# 1 Peter 3:18-21



## cih1355 (Feb 27, 2009)

1 Peter 3:18-21 says, "For Christ also died for sins once for all, the just for the unjust, so that He might bring us to God, having been put to death in the flesh, but made alive in the spirit; in which also He went and made proclamation to the spirits now in prison, who once were disobedient, when the patience of God kept waiting in the days of Noah, during the construction of the ark, in which a few, that is, eight persons, were brought safely through the water. Corresponding to that, baptism now saves you--not the removal of dirt from the flesh, but an appeal to God for a good conscience--through the resurrection of Jesus Christ"

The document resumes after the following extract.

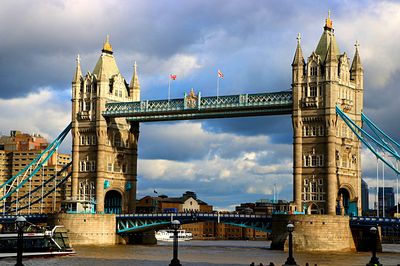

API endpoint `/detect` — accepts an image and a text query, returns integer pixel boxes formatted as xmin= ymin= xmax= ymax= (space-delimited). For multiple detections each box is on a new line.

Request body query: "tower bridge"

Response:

When Peter says, "Baptism now saves you...", the phrase, "not the removal of dirt from the flesh, but an appeal to God for a good conscience", explains what that means. Could anyone explain what is meant by the phrase, "not the removal of dirt from the flesh, but an appeal to God for a good conscience"?


----------



## Ivan (Feb 27, 2009)

*bump*


----------



## Michael (Feb 27, 2009)

Perhaps there is more to this question but...

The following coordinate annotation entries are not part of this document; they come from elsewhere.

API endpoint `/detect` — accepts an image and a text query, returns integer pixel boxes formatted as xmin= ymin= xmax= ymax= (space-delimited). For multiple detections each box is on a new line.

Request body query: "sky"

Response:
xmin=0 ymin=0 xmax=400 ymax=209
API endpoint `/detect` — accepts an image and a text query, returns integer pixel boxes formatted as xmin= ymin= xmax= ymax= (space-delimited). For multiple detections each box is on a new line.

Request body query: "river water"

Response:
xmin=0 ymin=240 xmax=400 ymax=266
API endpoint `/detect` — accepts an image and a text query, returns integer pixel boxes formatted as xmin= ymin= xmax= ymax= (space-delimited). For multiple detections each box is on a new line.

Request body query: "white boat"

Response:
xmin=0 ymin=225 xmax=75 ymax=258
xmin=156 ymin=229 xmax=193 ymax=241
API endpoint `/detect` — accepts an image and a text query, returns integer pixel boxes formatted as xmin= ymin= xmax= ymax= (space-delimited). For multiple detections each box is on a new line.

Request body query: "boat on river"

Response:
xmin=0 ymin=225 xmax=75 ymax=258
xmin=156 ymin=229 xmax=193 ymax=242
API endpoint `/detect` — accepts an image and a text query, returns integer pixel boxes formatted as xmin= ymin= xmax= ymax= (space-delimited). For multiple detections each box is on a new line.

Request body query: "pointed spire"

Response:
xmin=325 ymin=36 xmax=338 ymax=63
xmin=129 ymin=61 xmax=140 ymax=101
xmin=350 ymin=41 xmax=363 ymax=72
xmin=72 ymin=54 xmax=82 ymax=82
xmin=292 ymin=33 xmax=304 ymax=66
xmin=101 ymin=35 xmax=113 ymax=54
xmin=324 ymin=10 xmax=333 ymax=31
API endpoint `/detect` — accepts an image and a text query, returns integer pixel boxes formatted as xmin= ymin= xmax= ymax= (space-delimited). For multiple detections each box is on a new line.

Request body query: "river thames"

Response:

Baptism is a symbol of the greater reality of the washing away of one's sin. The water does not save us by cleansing our flesh. It is representative of the Holy Spirit saving us through the finished work of Christ and making our scarlet sins as white as snow. And of course it is indeed the answer of a good conscience before God, a conscience set apart from that which lies outside his covenant.


----------



## A.J. (Feb 28, 2009)

cih1355 said:


> 1 Peter 3:18-21 says, "For Christ also died for sins once for all, the just for the unjust, so that He might bring us to God, having been put to death in the flesh, but made alive in the spirit; in which also He went and made proclamation to the spirits now in prison, who once were disobedient, when the patience of God kept waiting in the days of Noah, during the construction of the ark, in which a few, that is, eight persons, were brought safely through the water. Corresponding to that, baptism now saves you--not the removal of dirt from the flesh, but an appeal to God for a good conscience--through the resurrection of Jesus Christ"
> 
> When Peter says, "Baptism now saves you...", the phrase, "not the removal of dirt from the flesh, but an appeal to God for a good conscience", explains what that means. Could anyone explain what is meant by the phrase, "not the removal of dirt from the flesh, but an appeal to God for a good conscience"?

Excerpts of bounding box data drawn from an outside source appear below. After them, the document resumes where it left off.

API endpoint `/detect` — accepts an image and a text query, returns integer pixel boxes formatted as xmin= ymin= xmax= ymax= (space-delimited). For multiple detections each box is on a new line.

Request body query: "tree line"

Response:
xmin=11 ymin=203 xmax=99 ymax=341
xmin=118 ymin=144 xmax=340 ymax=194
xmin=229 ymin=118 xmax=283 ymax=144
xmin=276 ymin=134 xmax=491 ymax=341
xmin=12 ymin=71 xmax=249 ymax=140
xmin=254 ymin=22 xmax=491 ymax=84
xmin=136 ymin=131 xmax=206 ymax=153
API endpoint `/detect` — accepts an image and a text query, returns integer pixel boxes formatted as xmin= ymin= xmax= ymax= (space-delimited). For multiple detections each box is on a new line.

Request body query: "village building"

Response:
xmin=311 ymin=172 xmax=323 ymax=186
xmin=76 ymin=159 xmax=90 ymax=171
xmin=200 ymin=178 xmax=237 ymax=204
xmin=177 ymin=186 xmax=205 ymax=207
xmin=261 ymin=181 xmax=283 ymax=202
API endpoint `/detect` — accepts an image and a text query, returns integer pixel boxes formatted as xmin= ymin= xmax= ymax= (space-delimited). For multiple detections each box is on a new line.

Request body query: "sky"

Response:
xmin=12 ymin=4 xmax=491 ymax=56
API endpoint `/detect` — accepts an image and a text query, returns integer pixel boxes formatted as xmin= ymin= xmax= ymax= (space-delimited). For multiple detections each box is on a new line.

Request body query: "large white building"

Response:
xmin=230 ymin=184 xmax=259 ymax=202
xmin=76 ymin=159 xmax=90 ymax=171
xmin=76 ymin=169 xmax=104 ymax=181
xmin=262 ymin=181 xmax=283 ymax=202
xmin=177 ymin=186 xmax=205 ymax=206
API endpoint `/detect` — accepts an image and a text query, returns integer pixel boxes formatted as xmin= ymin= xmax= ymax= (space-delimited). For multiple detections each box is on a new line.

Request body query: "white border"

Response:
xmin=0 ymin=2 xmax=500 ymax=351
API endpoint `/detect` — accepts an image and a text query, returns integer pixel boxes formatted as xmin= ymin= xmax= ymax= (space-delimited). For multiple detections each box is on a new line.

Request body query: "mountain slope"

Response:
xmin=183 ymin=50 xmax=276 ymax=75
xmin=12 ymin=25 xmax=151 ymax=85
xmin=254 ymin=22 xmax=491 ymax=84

Good question. This is a text which many people (of false religions) have misinterpreted to the destruction of their souls. The most recent exegesis of the text I have read is found in J. Ligon Duncan's The Abrahamic Covenant - Covenant Signs and Implications. He discusses the text near the end of this (transcribed) sermon. 

Duncan argues that 1 Peter 3:18-21 simply reiterates the language of Gen. 17 about circumcision. In the text, Peter uses that language and applies it to baptism. It is therefore necessary to know the nature of circumcision as a covenant sign, and the reality of the union between the sign and the thing it signifies (i.e., sacramental union) before one can properly interpret this difficult text which speaks of what baptism does. I highly recommend reading the _entire_ sermon for a more detailed explanation.


----------